House of Brick Principal Architect
Welcome to the fifth part in our series of posts regarding the virtualization of your business critical SQL Servers. I discuss high availability with SQL Server on VMware, and this will include SQL Server clustering and SQL Server 2012 AlwaysOn. I had intended this post to conclude the series with Disaster Recovery, but have decided to wrap that topic into a sixth part to this series so I do not take too much of your time on this post.
High Availability and Disaster Recovery Options
To start the discussion, let’s start with two definitions.
High Availability (HA) is a design approach where systems are architected to meet a predetermined level of operational uptime, or a Service Level Agreement (SLA). This means systems should have appropriate levels of redundancy but keep the environment as simple as possible as to not introduce more failure points.
Disaster Recovery (DR) is the process of preparing for, and recovering from, a technology infrastructure failure that is critical to a business. The core metrics are the Recovery Point Objective (RPO) and Recovery Time Objective (RTO). The RPO is a measurement of the maximum time window where data could be lost in the event of a disaster. The RTO is the measurement of the maximum time that a core service or system can be offline after a disaster.
High availability is not disaster recovery, and disaster recovery is not high availability. Do not confuse the two, and do not assume that a solution for one is the same solution for the other.
To Cluster, or not to Cluster
Whenever the topic of HA for SQL Server comes up, people always gravitate towards Microsoft Failover Clustering (MFC) of SQL Server instances. In some situations in the physical word, I feel that clustering is a very viable solution. Other solutions exist – database mirroring, log shipping, or transactional replication, to name a few. Once you introduce SQL Server on top of VMware vSphere, your HA options grow, and I feel that clustering is actually NEEDED far less than people think.

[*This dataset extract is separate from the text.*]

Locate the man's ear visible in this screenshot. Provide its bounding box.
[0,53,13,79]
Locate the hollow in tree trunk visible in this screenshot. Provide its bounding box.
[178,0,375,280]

Whenever I talk over the scenarios with clients, I always start with a handful of questions to get people talking.
Q: Does this SQL Server have less than a four-minute SLA for unplanned outages?
If the client answers “yes” to this question, MFC could be a good solution. However, it is not always the right solution. I will continue on after this response. However, if the client answers “no”, the remaining questions might be irrelevant.
Q: Do your administrators currently utilize a rolling maintenance strategy with existing clusters?
If a rolling maintenance strategy is not currently used, then planned outages will still drag on and possibly interrupt established SLAs.
Q: Is the application or middle-tier cluster-aware?
By asking this question, I am asking if the application has been coded to understand if the pause in SQL Server responses due to a cluster-node failover, and simply wait for the second node to begin responding. It should not return errors during the failover period. If the application cannot handle this task, you are guaranteed experience application downtime or errors during the time period the cluster is failing over. This window could be as large as three minutes, depending on the speed of the failover and SQL Server starting up on the second node.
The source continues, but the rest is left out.